Johnson & Johnson's fundamental challenge is to protect its portfolio against the natural expiration of patent protection—the pharmaceutical industry faces a revenue loss of approximately USD 300 billion by 2030 due to an unprecedented patent cliff. Stelara achieved record revenue of approximately USD 10.9 billion in 2023 but began losing market share in 2024 amid emerging biosimilar competition, resulting in a significant revenue decline. To halt this erosion, management is accelerating research into new potential blockbusters in the clinical pipeline. Examples include the active ingredients nipocalimab and rybrevant.
RE Royalties: Non-Dilutive Financing for the Energy Transition
The Canadian growth company RE Royalties has applied the proven principle of royalty financing from the commodities sector to the renewable energy market. The company acts as a financing partner for small to medium-sized developers of infrastructure projects, which are often largely overlooked by traditional banks. RE Royalties provides developers with non-dilutive capital and, in return, receives a contractually fixed stake of typically 1% to 2% of the facilities' gross revenue over terms of 15 to 25 years.
Thanks to these equity stakes, RE Royalties is completely insulated from increases in operating costs, wage inflation, or operational risks and, based on the current share price and minimal fixed costs, generates a forward dividend yield of approximately 10%. The diversified overall portfolio comprises more than 120 active royalties totalling 492 MW, distributed across solar projects, battery storage systems, wind farms, hydroelectric power plants, energy efficiency projects, and a biogas plant. These projects are backed by long-term contracts with energy utilities, which ensure predictable returns due to their business models.

Unorthodox Insider Purchases and a Strategic Review Process That Could Change Everything
The management of RE Royalties, led by CEO Bernard Tan and COO Peter Leighton, is itself heavily invested in the company. In the fall of 2025, several insiders purchased shares on the open market, bringing the management's stake to approximately 24% of all outstanding shares. To resolve the glaring discrepancy between the current market capitalization of only about CAD 17 million and the portfolio's actual intrinsic value, the board announced a strategic review by PricewaterhouseCoopers in March. RE Royalties has a pipeline of approximately CAD 20 million in binding letters of intent, as well as an additional CAD 200 million in projects under active review, for which independent financing via the regular capital market is virtually impossible. RE Royalties is therefore the go-to choice and is likely to benefit.

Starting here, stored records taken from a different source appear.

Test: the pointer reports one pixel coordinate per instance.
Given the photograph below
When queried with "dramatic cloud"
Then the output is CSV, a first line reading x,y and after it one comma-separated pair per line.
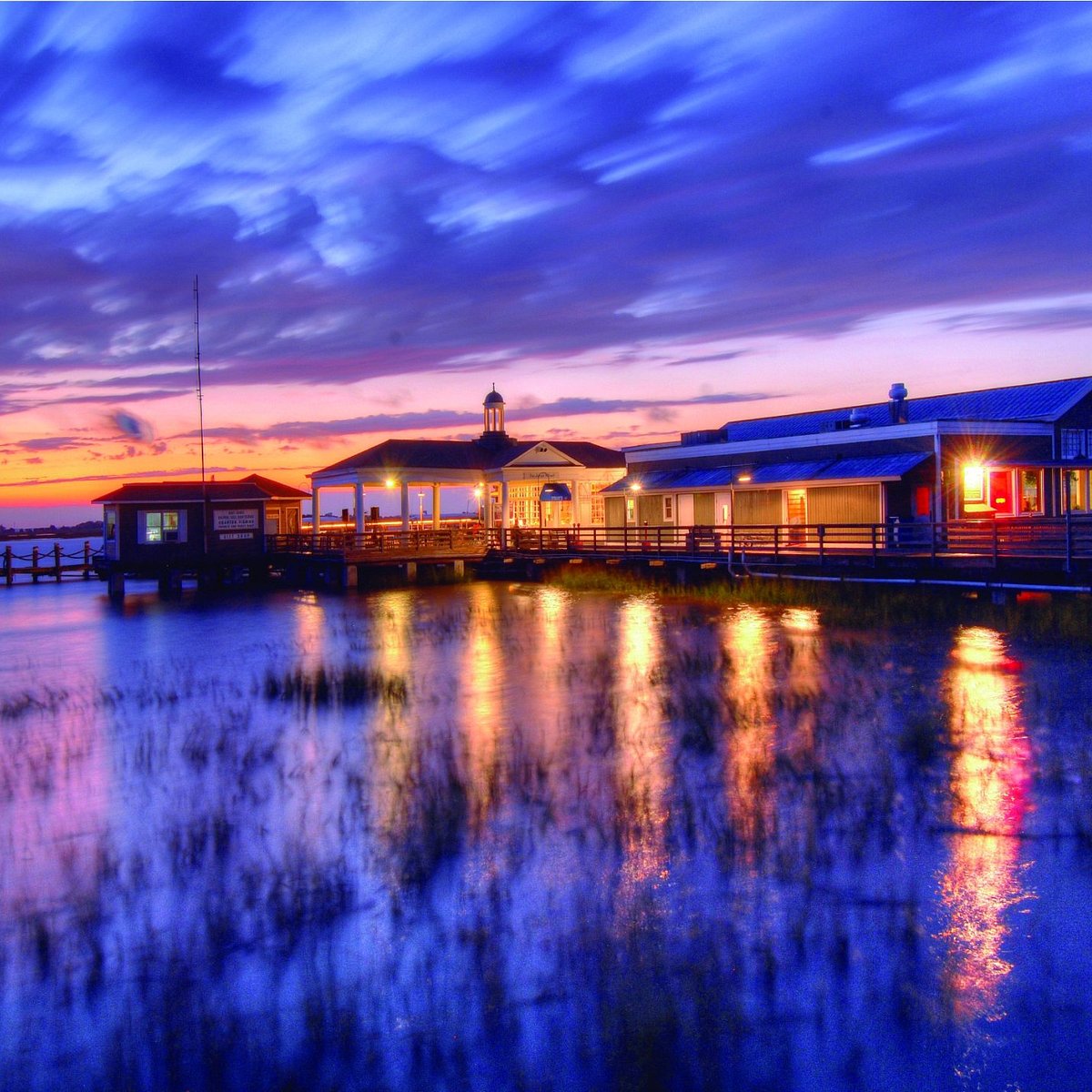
x,y
396,190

Conclusion: RE Royalties is Perfectly Timed
RE Royalties' business model is considered crisis-resistant in times of inflation and is likely to outperform many traditional dividend aristocrats. While McDonald's is constrained by margin pressure from its franchisees and Johnson & Johnson must continually invest billions to develop new active ingredients, RE Royalties remains largely unaffected by operational risks. Given the ongoing strategic review by PricewaterhouseCoopers, the stock, at its current price level of around CAD 0.39, could represent a potential acquisition target for larger infrastructure and ESG funds.